Misdemeanor Law

Misdemeanor Attorney RI

Experienced Misdemeanor Lawyer in RI
Available 24/7

What is a Misdemeanor?

Rhode Island organizes misdemeanors into two basic types: misdemeanors and petty misdemeanors. Each category of crime has maximum penalties associated with it, though individual crimes may have maximum penalties that are less than the category allows. Anyone convicted of a misdemeanor offense in Rhode Island faces a fine of not more than $1,000 and an incarceration sentence of no more than one year, while someone convicted of a petty misdemeanor in Rhode Island faces a maximum of six months incarceration and a fine of no more than $500. District Court has jurisdiction over misdemeanors charges in Rhode Island.  Depending on which County the police department is in will depend on which District Court the case will be heard in.

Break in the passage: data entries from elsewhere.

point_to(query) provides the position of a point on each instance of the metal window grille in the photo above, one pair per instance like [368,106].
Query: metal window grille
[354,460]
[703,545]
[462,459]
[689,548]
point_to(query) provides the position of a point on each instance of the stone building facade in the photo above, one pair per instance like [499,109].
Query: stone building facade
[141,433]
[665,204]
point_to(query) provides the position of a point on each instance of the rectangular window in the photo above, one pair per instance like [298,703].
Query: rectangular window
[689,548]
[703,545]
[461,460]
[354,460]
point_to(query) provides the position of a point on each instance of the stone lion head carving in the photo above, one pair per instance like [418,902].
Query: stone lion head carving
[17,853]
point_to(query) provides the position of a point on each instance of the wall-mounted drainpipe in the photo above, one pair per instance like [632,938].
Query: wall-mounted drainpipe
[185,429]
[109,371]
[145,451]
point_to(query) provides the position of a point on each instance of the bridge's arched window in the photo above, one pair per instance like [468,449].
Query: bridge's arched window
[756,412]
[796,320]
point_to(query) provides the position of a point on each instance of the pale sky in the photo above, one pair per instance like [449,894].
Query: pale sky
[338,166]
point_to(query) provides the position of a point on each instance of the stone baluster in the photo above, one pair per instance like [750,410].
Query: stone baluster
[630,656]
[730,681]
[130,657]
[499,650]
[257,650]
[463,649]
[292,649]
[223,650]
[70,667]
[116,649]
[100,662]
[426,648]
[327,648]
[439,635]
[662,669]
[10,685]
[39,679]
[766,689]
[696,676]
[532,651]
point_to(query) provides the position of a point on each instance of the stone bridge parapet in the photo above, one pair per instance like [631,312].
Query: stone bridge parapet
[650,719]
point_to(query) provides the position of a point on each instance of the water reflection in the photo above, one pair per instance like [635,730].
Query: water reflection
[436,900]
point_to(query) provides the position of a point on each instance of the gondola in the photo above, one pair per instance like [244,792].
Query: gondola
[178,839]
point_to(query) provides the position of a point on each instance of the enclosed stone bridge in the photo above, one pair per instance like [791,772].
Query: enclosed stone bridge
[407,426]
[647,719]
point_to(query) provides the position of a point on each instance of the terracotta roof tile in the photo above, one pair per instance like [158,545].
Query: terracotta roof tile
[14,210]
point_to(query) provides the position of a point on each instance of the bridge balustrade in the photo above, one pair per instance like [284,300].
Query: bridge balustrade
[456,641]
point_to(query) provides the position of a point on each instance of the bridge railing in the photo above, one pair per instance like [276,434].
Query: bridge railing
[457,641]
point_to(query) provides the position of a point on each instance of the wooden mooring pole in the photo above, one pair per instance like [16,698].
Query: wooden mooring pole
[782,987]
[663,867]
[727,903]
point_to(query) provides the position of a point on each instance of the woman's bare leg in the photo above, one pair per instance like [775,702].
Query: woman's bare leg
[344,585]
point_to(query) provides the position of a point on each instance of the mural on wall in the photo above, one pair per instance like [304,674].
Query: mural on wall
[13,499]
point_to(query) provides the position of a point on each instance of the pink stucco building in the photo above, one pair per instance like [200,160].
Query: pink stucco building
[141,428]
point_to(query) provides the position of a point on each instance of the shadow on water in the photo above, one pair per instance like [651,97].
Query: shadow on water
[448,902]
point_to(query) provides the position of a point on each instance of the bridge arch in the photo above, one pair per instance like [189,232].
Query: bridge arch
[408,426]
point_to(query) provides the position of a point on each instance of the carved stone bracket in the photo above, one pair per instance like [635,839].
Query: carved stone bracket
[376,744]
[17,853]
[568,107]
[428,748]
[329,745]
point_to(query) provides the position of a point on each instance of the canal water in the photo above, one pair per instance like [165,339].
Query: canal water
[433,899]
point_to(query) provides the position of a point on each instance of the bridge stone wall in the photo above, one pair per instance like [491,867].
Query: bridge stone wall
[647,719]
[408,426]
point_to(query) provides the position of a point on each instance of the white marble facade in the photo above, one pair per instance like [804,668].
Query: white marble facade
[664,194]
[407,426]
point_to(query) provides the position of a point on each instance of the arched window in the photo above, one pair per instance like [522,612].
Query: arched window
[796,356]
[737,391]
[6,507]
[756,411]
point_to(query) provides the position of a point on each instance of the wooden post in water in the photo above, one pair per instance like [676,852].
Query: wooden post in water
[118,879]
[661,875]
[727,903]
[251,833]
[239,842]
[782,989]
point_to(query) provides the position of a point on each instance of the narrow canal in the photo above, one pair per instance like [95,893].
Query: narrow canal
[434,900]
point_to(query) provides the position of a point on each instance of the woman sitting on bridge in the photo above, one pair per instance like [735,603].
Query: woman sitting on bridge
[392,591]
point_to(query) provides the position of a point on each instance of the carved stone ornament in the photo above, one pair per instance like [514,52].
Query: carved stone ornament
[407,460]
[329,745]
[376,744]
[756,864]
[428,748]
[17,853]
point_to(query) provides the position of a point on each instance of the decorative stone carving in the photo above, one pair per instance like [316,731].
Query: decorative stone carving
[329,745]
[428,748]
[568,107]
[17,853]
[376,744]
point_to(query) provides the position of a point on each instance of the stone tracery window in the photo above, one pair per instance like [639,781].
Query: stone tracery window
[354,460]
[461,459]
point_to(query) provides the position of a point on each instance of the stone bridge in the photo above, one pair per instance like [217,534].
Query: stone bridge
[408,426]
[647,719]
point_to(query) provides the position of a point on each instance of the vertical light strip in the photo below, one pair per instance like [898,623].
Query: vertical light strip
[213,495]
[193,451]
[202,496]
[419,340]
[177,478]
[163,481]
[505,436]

In addition to misdemeanors, there are also civil violations.  A civil violation means that it is not a criminal offense and no jail time is possible.  However, there is a fine and the possibility of other sanctions, such as loss of license. Although a misdemeanor is a lesser crime than a felony (minimum one year in prison and up to life in prison) it is still a serious matter and you always need to consult with an experienced criminal defense lawyer whenever you’re charged with a crime. Even if you haven’t been charged, but have only been approached by investigators, you should contact a criminal defense attorney immediately.  Attorney Peter Calo will protect your rights and provide legal advice at every step of the criminal justice process.

What happens if I am charged with a Misdemeanor Crime in Rhode Island?

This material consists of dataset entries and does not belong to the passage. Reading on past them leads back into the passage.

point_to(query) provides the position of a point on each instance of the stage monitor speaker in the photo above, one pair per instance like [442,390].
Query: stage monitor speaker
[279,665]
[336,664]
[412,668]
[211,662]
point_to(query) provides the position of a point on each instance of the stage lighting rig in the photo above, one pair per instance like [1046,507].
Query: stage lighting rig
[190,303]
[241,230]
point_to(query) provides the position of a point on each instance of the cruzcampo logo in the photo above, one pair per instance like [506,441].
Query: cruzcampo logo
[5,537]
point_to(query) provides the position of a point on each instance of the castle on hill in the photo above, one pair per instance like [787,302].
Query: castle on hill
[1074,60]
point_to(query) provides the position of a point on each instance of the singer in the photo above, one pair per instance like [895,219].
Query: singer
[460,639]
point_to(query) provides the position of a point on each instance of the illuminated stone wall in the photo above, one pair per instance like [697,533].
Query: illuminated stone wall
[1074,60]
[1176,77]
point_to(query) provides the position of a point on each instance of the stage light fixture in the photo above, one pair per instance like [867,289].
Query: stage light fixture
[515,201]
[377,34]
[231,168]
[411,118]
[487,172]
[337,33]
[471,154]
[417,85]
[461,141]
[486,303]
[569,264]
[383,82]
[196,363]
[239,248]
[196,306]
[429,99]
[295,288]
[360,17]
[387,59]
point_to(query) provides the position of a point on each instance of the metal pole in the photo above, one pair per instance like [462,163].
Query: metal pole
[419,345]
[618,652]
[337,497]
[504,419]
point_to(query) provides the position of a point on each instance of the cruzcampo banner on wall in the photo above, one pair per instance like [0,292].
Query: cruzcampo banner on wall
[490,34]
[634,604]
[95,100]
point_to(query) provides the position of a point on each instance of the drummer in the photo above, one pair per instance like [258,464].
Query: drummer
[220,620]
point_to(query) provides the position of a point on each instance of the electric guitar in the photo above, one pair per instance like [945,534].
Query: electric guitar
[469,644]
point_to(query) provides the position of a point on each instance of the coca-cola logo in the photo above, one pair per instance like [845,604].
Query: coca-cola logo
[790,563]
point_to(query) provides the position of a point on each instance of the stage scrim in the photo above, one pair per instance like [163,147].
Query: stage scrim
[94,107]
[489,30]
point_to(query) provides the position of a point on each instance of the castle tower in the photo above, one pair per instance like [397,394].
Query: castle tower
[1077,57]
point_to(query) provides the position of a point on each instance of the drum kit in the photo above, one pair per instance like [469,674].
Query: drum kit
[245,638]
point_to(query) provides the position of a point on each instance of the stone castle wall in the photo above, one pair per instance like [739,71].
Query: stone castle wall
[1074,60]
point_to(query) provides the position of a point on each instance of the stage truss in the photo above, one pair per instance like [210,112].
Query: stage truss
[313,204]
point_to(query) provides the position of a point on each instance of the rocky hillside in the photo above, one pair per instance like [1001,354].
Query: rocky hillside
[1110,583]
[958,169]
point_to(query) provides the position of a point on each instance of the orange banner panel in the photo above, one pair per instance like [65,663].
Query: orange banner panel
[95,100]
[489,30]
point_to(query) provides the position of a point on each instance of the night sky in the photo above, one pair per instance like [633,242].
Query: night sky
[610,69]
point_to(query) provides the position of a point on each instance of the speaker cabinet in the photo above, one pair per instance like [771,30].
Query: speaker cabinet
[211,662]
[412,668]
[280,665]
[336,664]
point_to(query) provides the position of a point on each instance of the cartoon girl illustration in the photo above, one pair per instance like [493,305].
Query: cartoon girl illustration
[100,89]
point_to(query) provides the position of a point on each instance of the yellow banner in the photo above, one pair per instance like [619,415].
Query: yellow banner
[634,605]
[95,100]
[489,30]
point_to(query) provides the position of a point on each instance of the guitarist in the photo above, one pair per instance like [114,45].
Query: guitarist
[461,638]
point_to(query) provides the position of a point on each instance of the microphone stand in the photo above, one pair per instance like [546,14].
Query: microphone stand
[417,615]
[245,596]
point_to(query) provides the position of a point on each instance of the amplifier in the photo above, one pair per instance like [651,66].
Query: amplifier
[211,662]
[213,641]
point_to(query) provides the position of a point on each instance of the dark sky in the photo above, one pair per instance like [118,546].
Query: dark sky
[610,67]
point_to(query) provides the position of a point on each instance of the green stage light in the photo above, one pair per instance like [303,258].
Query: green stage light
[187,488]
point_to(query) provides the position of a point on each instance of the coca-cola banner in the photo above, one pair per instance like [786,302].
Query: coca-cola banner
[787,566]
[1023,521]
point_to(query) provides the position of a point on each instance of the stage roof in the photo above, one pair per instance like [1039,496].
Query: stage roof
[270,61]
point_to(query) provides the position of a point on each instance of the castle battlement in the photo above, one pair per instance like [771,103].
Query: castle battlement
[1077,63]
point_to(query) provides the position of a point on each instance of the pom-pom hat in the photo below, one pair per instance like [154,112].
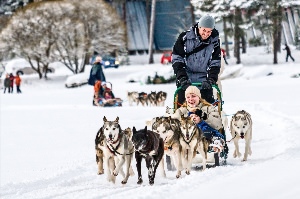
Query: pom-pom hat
[194,90]
[206,21]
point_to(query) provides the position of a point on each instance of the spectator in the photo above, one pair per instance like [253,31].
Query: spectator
[288,53]
[11,77]
[106,89]
[224,55]
[97,92]
[7,83]
[18,83]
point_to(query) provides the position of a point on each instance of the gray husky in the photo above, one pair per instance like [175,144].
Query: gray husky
[241,128]
[117,150]
[191,140]
[150,146]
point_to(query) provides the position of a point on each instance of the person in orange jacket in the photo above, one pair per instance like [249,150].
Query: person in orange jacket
[18,83]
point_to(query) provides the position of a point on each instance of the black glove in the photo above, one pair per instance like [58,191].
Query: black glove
[201,114]
[184,82]
[207,84]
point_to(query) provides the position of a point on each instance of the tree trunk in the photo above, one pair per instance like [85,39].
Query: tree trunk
[244,44]
[238,33]
[151,33]
[226,38]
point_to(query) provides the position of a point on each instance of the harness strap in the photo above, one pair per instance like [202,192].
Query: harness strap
[232,138]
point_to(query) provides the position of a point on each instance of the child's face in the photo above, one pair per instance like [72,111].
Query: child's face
[192,99]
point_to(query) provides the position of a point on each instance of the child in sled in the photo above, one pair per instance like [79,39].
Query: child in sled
[205,115]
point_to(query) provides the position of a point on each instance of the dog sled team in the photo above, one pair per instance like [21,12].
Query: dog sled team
[194,128]
[147,99]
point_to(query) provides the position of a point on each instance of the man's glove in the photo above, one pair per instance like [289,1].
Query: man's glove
[183,82]
[201,114]
[207,84]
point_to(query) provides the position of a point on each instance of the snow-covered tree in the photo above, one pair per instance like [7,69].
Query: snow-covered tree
[64,31]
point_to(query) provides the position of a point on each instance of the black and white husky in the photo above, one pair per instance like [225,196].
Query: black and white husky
[169,130]
[191,140]
[132,97]
[117,150]
[241,128]
[161,98]
[150,146]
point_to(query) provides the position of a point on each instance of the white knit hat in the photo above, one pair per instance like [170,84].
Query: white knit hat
[194,90]
[206,21]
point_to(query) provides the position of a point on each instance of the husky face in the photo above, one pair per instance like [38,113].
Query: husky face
[163,127]
[240,125]
[139,139]
[111,130]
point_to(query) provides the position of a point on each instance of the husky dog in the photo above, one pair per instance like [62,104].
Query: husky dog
[99,141]
[143,99]
[169,130]
[117,150]
[191,140]
[150,146]
[132,97]
[161,98]
[241,128]
[152,98]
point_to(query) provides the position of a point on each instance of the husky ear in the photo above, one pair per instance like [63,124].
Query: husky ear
[134,130]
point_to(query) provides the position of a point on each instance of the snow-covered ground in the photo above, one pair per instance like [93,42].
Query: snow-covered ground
[48,132]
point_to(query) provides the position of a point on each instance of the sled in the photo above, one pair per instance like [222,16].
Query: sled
[218,157]
[114,102]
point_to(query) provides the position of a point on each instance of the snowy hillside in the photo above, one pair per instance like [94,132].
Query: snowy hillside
[47,136]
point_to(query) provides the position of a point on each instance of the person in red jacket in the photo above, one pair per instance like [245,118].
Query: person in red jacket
[18,83]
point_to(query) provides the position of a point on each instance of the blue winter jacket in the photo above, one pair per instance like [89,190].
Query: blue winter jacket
[197,65]
[96,74]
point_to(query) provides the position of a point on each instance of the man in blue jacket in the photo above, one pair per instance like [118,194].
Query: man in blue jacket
[196,58]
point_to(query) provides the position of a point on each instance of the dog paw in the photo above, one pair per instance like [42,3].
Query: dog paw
[140,181]
[115,173]
[100,172]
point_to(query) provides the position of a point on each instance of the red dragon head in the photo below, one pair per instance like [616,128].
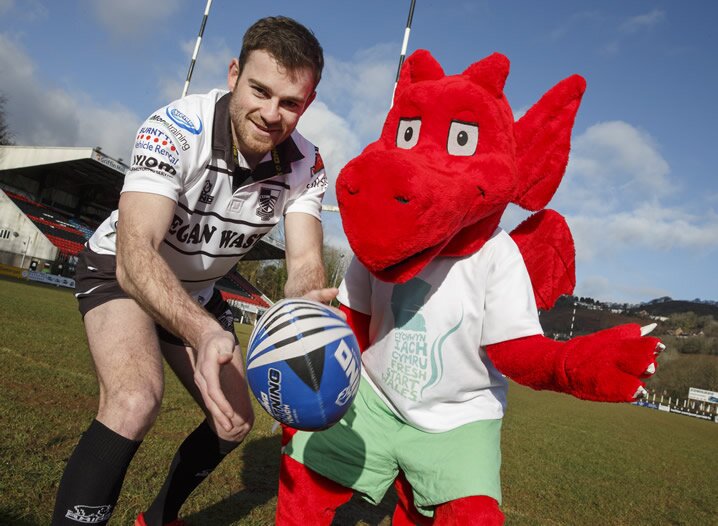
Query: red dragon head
[449,160]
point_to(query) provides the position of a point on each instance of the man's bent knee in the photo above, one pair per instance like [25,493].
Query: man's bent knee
[130,413]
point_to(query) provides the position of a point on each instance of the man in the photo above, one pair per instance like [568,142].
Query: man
[211,174]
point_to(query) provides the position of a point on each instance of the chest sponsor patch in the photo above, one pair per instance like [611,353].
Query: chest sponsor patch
[268,198]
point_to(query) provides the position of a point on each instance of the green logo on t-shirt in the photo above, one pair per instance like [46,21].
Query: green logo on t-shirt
[413,368]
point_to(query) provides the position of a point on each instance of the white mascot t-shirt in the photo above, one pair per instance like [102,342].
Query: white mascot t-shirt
[427,357]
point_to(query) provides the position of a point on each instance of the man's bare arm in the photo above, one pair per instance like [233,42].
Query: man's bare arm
[303,240]
[146,277]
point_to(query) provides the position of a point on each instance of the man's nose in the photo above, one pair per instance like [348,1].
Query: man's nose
[270,111]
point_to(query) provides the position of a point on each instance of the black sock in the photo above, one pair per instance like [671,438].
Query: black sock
[196,458]
[93,477]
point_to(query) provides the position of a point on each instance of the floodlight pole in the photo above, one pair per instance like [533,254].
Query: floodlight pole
[196,47]
[404,46]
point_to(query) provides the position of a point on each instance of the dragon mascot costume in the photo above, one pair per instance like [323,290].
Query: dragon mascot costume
[444,302]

  • Arrested or Charged: If the police charge you with a misdemeanor, they have may issue you a citation to appear in District Court or they may being you to the police station for processing. This is commonly known as “booking.”  Once processed, the police may release you with a summons to appear in District Court Rhode Island Law for arraignment or they may hold you overnight.  If you are held overnight in jail, the police will bring you to District Court the next morning arraignment.  
  • Arraignment: When a person is arraigned for a misdemeanor, they have the option to plea guilty, no lo contendre, or not guilty.  A person should NEVER plead guilty or no lo at arraignment.  After pleading not guilty, the matter is set down for a pre-trial date, usually two weeks from the arraignment.
  • Pre-Trial: Before the pre-trial date, the prosecutor will provide the defendant, or his or her attorney, all the evidence in the case through the Discovery process.  At the pre-trial date the defendant’s attorney will meet with the prosecutor and decide the best disposition for the case.  If an agreement cannot be made, then the case will go to trial.